Initially the firing on civilians was an attempt to force the Confederate military to give up some forts. Sounds somewhat like modern day terrorism, doesn't it. I think it eventually progressed into a general punishment of those who had the temerity to withdraw from the Union, much like Sherman's troops saved their worst for South Carolina civilians.

On August 21, 1863, Federal General Gilmore sent a communication to CSA General Beauregard demanding immediate evacuation of Morris Island and Fort Sumter or he would fire on the city within 4 hours. He sent the message at the night without his signature. He opened fire on the city about 2 AM in the morning, some 3 hours after his unsigned communique reached Beauregard's headquarters. Gillmore fired incendiary shells filled with a mixture termed "Greek Fire" after the fabled incendiary of old.

Beauregard responded, "It would appear, sir, that despairing of reducing these works, you now resort to the novel measure of turning your guns against the old men, the women and children, and the hospitals of a sleeping city, an act of inexcusable barbarity..." This went on for some days and weeks. Most of the shelling in the fall of 1863 was directed at the forts in an attempt to subjugate them, the attack on civilians not having achieved its goal. The fall shelling of the city did succeed in killing one Negro woman but I've not been able to find her name or the date of her death.

The bombardment of the forts didn't work, so Gillmore started shelling civilians again, with a particularly severe bombardment on Christmas night.
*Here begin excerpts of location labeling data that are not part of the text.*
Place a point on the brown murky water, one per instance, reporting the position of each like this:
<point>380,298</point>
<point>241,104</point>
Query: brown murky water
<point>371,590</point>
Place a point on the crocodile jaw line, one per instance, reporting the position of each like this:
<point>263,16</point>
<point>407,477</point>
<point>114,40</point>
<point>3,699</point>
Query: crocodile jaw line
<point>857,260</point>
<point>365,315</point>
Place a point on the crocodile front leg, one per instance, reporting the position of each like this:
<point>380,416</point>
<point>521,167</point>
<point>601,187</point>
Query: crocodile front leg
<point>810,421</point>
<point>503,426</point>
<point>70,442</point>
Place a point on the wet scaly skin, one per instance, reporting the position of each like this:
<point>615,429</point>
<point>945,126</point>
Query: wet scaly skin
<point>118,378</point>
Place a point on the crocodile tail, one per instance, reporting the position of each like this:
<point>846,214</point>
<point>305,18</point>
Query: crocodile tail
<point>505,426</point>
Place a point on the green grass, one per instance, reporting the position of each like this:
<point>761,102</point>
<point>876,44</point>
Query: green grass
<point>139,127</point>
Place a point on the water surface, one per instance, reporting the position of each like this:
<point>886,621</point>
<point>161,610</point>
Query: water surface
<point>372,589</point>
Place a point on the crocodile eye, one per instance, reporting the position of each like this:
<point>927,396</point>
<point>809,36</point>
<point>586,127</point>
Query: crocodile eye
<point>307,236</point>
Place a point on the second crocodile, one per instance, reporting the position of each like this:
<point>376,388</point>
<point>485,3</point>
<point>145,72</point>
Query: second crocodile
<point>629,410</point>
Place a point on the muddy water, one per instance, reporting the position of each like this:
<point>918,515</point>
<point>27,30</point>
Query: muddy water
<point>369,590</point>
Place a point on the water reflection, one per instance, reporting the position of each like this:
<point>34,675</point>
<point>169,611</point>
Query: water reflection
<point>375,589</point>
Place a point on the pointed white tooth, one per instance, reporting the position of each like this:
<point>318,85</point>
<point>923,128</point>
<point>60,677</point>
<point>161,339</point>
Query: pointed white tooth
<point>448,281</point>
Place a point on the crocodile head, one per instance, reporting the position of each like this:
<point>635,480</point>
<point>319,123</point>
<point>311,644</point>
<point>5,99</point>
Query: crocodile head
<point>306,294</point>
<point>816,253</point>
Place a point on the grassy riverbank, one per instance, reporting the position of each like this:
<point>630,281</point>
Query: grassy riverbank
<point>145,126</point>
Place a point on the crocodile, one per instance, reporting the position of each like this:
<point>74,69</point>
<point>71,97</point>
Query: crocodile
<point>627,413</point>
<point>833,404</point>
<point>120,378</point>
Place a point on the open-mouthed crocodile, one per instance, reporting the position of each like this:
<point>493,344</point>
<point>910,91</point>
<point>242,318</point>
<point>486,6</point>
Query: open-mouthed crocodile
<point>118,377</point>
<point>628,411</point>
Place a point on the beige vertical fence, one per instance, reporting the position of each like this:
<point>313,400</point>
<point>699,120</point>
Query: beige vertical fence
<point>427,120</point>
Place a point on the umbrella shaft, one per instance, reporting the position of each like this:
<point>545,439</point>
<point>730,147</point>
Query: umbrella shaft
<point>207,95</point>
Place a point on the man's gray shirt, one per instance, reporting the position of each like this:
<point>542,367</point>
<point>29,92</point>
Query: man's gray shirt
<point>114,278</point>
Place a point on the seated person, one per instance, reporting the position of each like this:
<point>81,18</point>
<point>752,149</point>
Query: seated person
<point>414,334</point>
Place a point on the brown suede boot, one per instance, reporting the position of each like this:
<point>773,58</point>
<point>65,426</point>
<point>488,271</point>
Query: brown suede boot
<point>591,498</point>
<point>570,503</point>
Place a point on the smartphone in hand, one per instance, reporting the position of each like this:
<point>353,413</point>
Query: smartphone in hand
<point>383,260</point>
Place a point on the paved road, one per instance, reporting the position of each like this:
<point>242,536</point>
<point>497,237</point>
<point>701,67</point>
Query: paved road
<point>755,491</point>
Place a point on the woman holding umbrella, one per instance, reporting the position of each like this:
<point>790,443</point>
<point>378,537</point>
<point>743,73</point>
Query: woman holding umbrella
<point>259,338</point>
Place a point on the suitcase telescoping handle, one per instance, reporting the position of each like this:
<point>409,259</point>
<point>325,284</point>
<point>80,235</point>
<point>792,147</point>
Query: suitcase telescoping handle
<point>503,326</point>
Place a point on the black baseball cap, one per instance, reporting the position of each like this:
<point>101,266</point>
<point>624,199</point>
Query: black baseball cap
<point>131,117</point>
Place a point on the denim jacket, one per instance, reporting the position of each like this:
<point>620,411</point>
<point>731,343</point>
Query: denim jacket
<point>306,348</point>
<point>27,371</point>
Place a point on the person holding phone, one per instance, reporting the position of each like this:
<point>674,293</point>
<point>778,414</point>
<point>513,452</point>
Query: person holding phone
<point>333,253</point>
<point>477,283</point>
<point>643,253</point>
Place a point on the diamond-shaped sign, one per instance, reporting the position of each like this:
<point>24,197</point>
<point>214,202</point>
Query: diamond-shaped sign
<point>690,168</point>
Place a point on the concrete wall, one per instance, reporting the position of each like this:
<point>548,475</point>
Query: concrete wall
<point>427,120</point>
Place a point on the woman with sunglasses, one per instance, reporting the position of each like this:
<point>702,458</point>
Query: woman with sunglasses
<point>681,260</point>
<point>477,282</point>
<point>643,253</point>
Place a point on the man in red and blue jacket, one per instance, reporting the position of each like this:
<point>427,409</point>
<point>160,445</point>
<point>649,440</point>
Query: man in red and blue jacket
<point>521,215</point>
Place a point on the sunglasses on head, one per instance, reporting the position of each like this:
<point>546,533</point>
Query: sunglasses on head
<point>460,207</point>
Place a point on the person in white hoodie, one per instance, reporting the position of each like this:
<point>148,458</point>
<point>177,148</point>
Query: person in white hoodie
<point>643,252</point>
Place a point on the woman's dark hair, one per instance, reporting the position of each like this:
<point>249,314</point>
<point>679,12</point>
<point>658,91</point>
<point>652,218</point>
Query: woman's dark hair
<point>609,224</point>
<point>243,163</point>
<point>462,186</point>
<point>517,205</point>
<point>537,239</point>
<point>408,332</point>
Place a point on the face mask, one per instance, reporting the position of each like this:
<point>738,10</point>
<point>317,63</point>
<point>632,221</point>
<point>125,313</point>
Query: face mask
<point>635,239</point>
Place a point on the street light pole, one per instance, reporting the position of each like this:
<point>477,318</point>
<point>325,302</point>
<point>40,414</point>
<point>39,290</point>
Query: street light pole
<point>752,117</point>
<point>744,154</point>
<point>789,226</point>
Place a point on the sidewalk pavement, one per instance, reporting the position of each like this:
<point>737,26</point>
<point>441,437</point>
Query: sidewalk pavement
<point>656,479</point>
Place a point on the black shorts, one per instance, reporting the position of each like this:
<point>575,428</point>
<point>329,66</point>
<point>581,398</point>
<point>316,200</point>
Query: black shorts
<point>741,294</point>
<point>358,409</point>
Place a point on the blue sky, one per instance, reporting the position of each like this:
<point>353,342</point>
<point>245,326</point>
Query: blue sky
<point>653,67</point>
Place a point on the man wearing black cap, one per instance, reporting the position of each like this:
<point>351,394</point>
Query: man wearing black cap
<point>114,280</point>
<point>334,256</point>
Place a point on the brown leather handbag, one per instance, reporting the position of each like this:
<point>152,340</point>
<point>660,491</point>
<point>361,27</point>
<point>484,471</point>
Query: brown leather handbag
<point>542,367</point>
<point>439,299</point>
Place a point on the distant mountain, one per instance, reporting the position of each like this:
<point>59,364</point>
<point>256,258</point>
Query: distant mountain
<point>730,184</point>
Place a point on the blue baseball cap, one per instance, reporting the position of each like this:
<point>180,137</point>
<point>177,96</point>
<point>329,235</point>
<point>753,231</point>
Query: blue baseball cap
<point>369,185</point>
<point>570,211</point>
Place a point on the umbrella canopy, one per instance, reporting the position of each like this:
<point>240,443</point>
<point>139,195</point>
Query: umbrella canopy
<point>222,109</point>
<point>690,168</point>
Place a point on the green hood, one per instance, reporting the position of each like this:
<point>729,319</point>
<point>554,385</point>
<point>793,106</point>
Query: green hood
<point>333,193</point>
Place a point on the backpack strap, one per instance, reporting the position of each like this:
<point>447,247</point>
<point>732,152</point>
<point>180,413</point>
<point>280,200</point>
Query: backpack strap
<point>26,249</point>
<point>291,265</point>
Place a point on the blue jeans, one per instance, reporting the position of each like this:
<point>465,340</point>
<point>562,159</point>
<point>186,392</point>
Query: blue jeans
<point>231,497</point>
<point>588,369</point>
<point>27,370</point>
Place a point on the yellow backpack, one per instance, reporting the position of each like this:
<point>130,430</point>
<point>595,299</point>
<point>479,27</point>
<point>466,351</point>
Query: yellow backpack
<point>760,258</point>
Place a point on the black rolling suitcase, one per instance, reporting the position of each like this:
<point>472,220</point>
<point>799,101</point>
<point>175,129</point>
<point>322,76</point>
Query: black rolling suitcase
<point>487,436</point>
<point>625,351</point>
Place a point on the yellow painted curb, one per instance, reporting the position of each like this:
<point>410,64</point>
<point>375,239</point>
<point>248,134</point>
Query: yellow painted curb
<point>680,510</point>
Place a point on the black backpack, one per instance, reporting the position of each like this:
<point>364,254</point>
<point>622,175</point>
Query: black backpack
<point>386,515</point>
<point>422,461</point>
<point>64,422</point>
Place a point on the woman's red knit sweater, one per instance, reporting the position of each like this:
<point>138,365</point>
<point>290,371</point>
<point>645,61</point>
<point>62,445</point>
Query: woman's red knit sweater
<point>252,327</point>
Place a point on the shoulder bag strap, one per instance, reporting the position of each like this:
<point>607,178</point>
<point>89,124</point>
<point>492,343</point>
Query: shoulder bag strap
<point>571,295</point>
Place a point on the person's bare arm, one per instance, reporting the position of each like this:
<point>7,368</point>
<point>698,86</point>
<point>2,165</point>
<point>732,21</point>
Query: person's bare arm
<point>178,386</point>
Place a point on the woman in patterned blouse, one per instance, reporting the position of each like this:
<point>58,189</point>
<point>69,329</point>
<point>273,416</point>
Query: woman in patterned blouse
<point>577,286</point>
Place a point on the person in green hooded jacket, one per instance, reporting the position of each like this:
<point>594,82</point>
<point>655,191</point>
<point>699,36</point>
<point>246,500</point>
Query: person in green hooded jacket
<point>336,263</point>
Some 1,500 shells were fired on the city in 9 days in mid-January 1864. The Feds aimed at church steeples, even on Sunday mornings.

The bombardment continued day by day and month by month into 1865, sometimes heavy, sometimes light. The Charleston civilians largely moved out of the lower part of the city that Union guns could reach, but the citizens refused to yield. Finally on February 14, 1865, Beauregard ordered the evacuation of the city as his troops were needed elsewhere. Fort Sumter and other installations were evacuated by the Confederates on February 18-19. The city was looted extensively by Federal troops on February 19.

I don't know how many civilians died or were wounded in the 18-month bombardment. I've made no effort to do a thorough search in the old newspapers. I just compiled casualty reports as I ran into them.